I guess the last one (and the one the people who use/sell it like) is the one that gets it in so much trouble?
As far as SEO goes, if your going to make a 'Flash' site for someone.. Well, often the client will be happy to forego the potential search engine position gained by having an HTML site because they believe that the Flash site markets their product better.. (And in the case of some of the big companies their front page is getting enough incomming PR, why not let it accumulate on the front page anyway?)
I'm sure I'm not the only developer reading this thread who's been forced by a client to satisfy their marketing whim?
As it happens I made a mammoth Flash site a couple of years ago which exists on one html page and still does smashingly in Google (wasn't my idea before anyone asks!)
Thing is, if your making a decent sized Flash site the chances are the client is going to want to update it, so you'll probably keep the text content separate from your .swf's and if you do so - how much extra work is it to build an HTML equivalent - let Google index that, and visitors will then get the chance of visiting your fancy flash site if they want (and if they're in an office with good bandwidth)
Anyhoo.. getting off track here! ... My point was going to be that you can do stuff in Flash you wouldn't want to attempt in HTML/JavaScript (in the case of code intensive feature stuff) or as .gifs (in the case of marketing/advertising stuff).. But I think you would be hard pushed to justify building a decent sized Flash site for a commercial client these days.. (unless there was an html site to back it up)..
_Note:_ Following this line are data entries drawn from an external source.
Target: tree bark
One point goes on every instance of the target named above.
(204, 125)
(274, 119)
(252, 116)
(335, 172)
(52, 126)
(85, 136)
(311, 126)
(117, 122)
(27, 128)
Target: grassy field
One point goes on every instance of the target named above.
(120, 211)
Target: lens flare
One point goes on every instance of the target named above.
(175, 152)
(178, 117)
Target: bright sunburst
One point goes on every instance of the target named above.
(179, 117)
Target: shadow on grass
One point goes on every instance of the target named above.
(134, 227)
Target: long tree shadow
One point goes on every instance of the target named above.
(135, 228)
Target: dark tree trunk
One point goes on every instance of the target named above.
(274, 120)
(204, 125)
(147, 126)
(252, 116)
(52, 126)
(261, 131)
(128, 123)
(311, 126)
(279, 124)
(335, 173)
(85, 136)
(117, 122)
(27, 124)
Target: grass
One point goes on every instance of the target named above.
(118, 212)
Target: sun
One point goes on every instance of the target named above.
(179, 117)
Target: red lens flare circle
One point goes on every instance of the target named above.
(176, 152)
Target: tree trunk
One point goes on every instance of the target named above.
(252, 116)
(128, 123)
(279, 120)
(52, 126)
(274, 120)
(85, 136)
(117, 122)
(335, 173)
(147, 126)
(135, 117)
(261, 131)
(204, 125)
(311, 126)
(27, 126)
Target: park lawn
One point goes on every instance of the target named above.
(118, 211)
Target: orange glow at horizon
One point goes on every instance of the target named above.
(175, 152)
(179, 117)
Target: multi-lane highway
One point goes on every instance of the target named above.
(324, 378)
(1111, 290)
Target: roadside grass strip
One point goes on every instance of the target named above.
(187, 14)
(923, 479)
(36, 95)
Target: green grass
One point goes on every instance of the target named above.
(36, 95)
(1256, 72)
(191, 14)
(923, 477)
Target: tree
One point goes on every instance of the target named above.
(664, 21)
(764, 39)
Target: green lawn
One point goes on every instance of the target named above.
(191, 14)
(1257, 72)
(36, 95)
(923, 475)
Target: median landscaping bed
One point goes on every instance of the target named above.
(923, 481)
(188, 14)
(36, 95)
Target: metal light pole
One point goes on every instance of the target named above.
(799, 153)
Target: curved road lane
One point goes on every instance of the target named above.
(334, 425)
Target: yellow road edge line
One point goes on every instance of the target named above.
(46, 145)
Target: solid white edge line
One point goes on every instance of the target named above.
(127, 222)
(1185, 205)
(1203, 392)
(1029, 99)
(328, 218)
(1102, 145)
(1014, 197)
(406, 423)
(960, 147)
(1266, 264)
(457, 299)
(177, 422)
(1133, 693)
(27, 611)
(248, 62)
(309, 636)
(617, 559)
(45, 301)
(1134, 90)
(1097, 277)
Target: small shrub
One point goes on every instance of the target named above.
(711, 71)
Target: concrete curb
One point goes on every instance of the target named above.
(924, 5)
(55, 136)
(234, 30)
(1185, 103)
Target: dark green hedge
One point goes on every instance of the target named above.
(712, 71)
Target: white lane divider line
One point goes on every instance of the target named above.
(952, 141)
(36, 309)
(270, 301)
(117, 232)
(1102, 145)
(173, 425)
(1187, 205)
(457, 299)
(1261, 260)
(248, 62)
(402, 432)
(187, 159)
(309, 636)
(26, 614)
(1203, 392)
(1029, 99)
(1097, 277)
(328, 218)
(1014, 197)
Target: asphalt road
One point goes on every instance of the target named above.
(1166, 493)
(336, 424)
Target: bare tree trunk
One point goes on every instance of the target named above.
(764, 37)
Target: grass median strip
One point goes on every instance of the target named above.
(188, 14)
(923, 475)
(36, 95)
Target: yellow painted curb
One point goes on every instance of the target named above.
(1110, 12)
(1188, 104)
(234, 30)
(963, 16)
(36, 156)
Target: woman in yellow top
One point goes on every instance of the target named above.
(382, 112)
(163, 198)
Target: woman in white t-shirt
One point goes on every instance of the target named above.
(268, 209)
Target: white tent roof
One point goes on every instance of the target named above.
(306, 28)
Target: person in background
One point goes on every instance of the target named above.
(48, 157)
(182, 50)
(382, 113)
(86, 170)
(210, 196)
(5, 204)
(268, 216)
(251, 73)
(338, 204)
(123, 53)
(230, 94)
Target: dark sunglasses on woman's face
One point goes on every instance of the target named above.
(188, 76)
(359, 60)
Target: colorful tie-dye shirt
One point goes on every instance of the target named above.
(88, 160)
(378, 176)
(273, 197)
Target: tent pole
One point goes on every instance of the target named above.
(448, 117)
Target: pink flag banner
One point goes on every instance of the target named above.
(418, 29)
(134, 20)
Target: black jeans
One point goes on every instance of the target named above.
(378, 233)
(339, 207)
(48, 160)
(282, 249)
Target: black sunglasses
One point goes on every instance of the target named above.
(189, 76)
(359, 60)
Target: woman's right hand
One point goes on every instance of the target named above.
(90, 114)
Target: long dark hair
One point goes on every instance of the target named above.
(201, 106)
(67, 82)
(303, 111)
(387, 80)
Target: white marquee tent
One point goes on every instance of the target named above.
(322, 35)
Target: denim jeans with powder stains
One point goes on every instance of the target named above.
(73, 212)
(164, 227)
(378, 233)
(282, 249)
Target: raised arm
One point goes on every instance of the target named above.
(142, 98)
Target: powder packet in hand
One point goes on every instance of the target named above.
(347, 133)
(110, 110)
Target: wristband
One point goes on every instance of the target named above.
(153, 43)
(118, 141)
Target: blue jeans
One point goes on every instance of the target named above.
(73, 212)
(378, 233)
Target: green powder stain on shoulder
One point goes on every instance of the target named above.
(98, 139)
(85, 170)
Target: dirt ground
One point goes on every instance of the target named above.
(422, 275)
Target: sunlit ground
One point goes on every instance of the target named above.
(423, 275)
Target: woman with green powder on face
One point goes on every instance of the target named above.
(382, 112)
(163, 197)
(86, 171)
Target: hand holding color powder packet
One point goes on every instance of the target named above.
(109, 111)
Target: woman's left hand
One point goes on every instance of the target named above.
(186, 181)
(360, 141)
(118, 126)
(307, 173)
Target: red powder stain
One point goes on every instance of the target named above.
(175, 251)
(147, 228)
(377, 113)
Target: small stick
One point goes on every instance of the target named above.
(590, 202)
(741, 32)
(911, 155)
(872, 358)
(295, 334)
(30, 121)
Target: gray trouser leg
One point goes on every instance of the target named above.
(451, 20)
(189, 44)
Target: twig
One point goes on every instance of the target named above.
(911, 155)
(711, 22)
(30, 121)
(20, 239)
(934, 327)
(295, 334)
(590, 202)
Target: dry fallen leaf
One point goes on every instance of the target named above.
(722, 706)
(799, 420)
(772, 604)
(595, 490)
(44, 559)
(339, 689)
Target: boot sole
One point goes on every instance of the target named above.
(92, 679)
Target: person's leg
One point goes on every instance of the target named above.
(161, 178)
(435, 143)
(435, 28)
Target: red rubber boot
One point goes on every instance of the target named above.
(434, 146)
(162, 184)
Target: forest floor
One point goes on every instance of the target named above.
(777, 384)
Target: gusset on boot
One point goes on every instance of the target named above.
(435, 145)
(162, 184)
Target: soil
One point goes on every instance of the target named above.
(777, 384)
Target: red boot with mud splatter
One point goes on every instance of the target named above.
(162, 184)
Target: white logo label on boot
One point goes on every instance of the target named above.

IMHO: in it's place (image viewers, marketing banners, product displays, widgets etc..) flash is fantastic... and Google shouldn't really have to worry about it.
Google's not the only reason to build SEO freindly sites..
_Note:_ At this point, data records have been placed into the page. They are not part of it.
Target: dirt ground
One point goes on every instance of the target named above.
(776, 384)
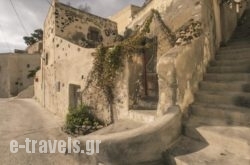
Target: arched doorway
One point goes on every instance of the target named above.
(143, 79)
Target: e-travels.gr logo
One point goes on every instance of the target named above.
(53, 146)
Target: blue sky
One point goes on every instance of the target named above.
(33, 13)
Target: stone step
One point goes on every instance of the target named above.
(224, 87)
(217, 77)
(144, 116)
(236, 62)
(228, 113)
(232, 136)
(233, 56)
(229, 69)
(229, 98)
(191, 152)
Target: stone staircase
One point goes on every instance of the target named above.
(218, 129)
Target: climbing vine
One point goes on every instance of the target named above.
(109, 61)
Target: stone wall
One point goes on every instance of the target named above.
(14, 69)
(35, 48)
(78, 27)
(67, 57)
(180, 68)
(124, 17)
(71, 66)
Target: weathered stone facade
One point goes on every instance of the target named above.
(70, 39)
(14, 71)
(184, 35)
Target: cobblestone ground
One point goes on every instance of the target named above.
(24, 118)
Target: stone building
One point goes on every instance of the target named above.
(70, 38)
(15, 69)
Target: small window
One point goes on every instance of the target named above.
(46, 59)
(58, 86)
(94, 34)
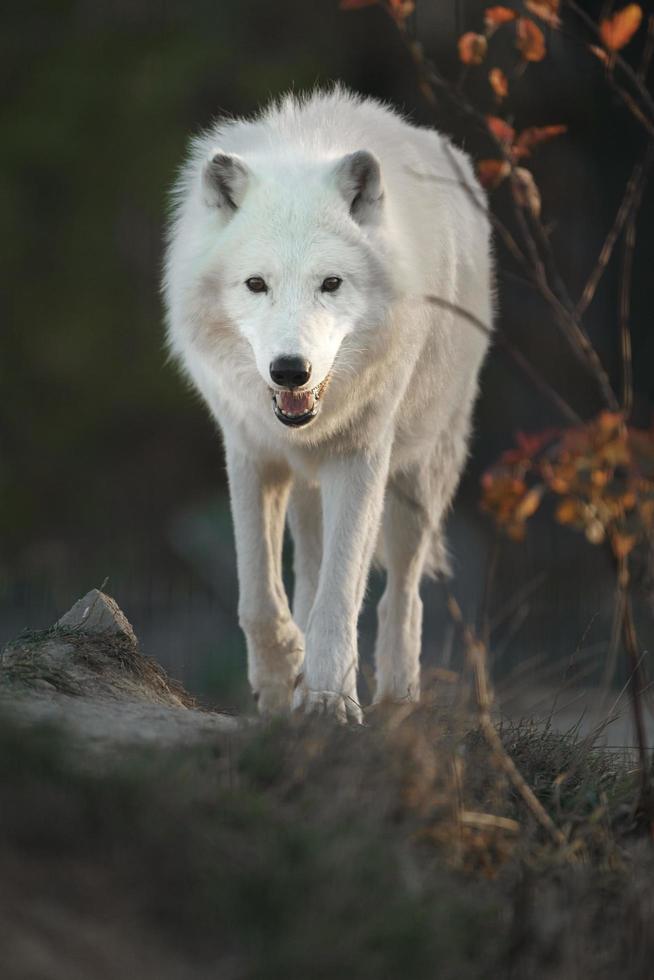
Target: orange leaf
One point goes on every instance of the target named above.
(529, 503)
(618, 30)
(531, 137)
(530, 40)
(494, 17)
(491, 173)
(595, 531)
(500, 129)
(472, 48)
(547, 10)
(499, 82)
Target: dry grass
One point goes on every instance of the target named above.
(299, 848)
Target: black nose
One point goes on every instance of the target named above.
(290, 372)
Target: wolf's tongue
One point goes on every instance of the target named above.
(295, 402)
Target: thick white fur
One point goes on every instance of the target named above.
(377, 468)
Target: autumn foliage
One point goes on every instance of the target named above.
(600, 477)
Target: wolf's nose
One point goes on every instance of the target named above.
(290, 372)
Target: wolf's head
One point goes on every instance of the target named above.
(290, 262)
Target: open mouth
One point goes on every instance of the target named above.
(297, 408)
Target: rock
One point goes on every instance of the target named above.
(88, 674)
(98, 613)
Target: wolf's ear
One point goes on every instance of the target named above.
(225, 180)
(358, 178)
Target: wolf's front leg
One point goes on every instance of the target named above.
(259, 494)
(352, 501)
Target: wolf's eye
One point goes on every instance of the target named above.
(256, 284)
.... IMVHO if your site is properly SEO'd (or GO'd) you should find that it is also quick and simple to use, easy to navigate, fast to download and render, easy for people who are hard of sight to use etc.. and all round better sites anyway...?
ok.. rant over.. must get back to work! :)
In my opinion there is nothing wrong with doorway pages, if they are related to what the site is really about. Also I can't imagine why people should forward user who have searched a complete different thing as what the doorway-pages owner is about. The user will see that it is not what he has searched for and return to the SERP.